Impressionism is my favorite era. The work of Monet has had the most influence on my style of painting. I recall so vividly a big show in Chicago of Monet's work, which they attempted to recreate the displays as they were the first time the works had been shown in Public. The haystack paintings, for which Monet is so famous, hung in an octogon wood panel room, providing a most stunning effect. Did anyone else see that show? If I recall it was 1994.


----------



## just_grace

*Favourite painting...*

This is an awesome painting, not sure who did it, I think a dutch artist, it's of the Celts victory over the Romans, the expression on the Romans faces as they go under the yoke of slavery is just superb...

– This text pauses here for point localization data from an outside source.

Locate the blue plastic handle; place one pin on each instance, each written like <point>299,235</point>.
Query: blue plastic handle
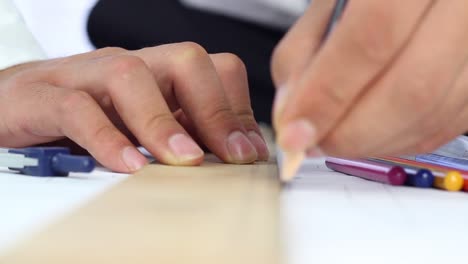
<point>64,163</point>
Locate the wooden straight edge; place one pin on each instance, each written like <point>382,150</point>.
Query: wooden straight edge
<point>212,214</point>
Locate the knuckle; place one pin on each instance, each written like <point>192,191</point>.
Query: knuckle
<point>247,118</point>
<point>418,90</point>
<point>110,50</point>
<point>343,145</point>
<point>280,54</point>
<point>74,100</point>
<point>218,114</point>
<point>191,51</point>
<point>158,122</point>
<point>376,41</point>
<point>123,66</point>
<point>332,94</point>
<point>426,146</point>
<point>231,65</point>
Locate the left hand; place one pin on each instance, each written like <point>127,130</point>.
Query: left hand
<point>391,79</point>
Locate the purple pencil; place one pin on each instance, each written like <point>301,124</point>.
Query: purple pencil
<point>369,170</point>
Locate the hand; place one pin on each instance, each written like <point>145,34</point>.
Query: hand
<point>392,78</point>
<point>164,97</point>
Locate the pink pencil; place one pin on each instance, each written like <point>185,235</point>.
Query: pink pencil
<point>389,174</point>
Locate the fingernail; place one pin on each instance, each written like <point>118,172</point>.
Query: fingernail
<point>260,145</point>
<point>315,153</point>
<point>240,148</point>
<point>280,102</point>
<point>133,159</point>
<point>184,148</point>
<point>297,136</point>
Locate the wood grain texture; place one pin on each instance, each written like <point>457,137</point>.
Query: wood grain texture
<point>216,213</point>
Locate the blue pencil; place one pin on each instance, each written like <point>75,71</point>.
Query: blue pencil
<point>460,164</point>
<point>417,176</point>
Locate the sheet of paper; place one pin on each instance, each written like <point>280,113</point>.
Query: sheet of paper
<point>29,203</point>
<point>334,218</point>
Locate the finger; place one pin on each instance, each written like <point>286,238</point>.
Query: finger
<point>301,42</point>
<point>130,85</point>
<point>199,92</point>
<point>368,38</point>
<point>74,114</point>
<point>233,76</point>
<point>412,91</point>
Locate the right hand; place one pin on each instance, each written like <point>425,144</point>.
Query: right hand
<point>169,98</point>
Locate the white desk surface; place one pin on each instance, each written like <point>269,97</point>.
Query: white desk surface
<point>328,217</point>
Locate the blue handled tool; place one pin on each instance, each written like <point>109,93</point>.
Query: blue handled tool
<point>45,161</point>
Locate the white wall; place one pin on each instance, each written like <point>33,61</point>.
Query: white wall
<point>58,25</point>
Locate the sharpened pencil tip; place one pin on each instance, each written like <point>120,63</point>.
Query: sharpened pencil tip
<point>291,164</point>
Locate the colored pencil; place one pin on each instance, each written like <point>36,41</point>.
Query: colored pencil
<point>452,180</point>
<point>394,175</point>
<point>460,164</point>
<point>417,176</point>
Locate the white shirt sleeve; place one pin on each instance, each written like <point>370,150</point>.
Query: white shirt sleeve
<point>273,13</point>
<point>17,45</point>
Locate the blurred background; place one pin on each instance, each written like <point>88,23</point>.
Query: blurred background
<point>59,26</point>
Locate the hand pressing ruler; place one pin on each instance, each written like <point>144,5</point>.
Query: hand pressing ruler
<point>212,214</point>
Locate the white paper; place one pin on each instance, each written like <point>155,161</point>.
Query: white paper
<point>29,203</point>
<point>335,218</point>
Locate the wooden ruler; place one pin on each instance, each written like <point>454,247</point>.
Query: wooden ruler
<point>213,214</point>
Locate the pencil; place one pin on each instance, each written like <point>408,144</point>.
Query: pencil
<point>292,161</point>
<point>417,176</point>
<point>378,172</point>
<point>452,180</point>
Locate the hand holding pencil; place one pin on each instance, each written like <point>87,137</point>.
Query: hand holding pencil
<point>390,79</point>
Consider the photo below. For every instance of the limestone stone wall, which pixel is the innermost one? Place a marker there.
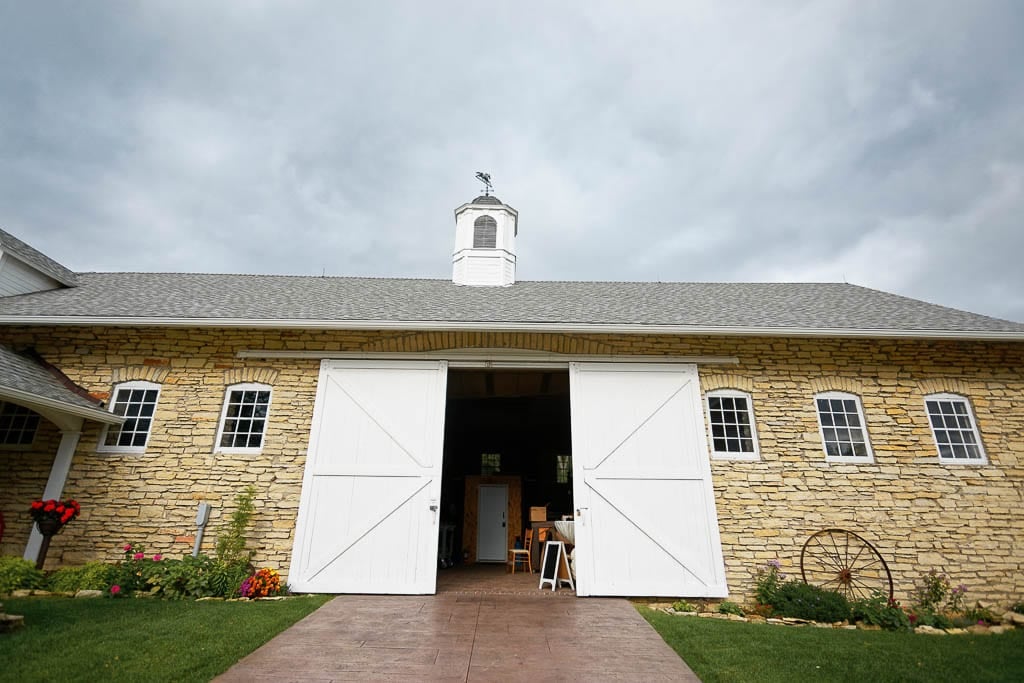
(964, 520)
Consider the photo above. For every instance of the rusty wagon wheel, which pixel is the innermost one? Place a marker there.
(840, 560)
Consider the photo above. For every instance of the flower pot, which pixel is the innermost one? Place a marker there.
(48, 526)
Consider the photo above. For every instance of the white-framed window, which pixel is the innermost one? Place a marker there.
(17, 425)
(491, 464)
(954, 429)
(844, 431)
(137, 402)
(730, 417)
(563, 469)
(243, 420)
(484, 232)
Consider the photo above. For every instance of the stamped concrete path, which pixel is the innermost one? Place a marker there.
(466, 637)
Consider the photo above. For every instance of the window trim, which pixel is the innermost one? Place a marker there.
(237, 450)
(729, 455)
(567, 469)
(845, 395)
(485, 226)
(102, 446)
(945, 395)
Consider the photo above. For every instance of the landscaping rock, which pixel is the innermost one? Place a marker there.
(1013, 617)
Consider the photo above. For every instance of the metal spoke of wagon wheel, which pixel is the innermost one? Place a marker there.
(844, 561)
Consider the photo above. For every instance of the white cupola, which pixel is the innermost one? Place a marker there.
(484, 243)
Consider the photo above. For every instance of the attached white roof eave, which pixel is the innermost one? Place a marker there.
(45, 403)
(435, 326)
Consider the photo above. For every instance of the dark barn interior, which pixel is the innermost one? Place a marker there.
(523, 418)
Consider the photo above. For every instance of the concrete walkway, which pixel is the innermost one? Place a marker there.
(466, 637)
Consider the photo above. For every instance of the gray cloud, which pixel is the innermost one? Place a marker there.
(880, 142)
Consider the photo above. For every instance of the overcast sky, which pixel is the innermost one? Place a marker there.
(880, 143)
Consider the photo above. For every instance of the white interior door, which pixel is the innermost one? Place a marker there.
(492, 525)
(646, 522)
(368, 513)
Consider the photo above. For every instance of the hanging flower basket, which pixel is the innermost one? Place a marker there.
(50, 516)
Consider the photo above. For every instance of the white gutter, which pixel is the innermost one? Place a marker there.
(95, 414)
(584, 328)
(488, 357)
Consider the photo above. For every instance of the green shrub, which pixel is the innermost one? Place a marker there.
(768, 580)
(89, 577)
(879, 610)
(801, 600)
(728, 607)
(18, 573)
(200, 577)
(231, 545)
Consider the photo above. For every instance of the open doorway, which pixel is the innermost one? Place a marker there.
(507, 449)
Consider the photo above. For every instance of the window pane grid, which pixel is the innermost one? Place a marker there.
(842, 429)
(954, 432)
(484, 232)
(245, 419)
(563, 468)
(137, 404)
(731, 426)
(491, 463)
(17, 425)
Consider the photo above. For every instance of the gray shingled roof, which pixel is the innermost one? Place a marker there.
(23, 378)
(309, 301)
(37, 259)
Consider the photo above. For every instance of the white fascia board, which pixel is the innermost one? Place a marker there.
(33, 400)
(487, 357)
(444, 326)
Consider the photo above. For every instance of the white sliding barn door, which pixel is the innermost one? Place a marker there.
(646, 522)
(368, 514)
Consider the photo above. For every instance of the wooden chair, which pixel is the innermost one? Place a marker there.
(517, 555)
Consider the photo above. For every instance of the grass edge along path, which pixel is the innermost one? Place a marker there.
(139, 639)
(719, 650)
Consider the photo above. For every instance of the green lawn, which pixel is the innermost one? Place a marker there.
(138, 639)
(719, 650)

I think someone has posted a rather large image and messed the page format up.


----------



## VirginiaHuguenot

Gerbrand van den Eeckhout, who was born on August 19, 1621, contributed greatly to the Dutch Golden Age.


----------



## Poimen

> _Originally posted by VirginiaHuguenot_
> Gerbrand van den Eeckhout, who was born on August 19, 1621, contributed greatly to the Dutch Golden Age.



Dank u wel meneer!


----------



## VirginiaHuguenot

A Winter Landscape by Rembrandt (July 15, 1606 "“ October 4, 1669):


----------



## VirginiaHuguenot

_Scholar with his books_ by Gerbrand van den Eeckhout:


----------



## BobVigneault

We have William Adolphe Bouguereau all over our house.


----------



## HuguenotHelpMeet

*A painting and a story*

Years ago my MIL bought a framed portrait of a cat. It was really nice we had it hanging over our couch. One night we heard a big crash from the living room. So, we ran into see what had happened. The picture had fallen from the wall and the glass was broken. As we were cleaning it up, we noticed something underneath....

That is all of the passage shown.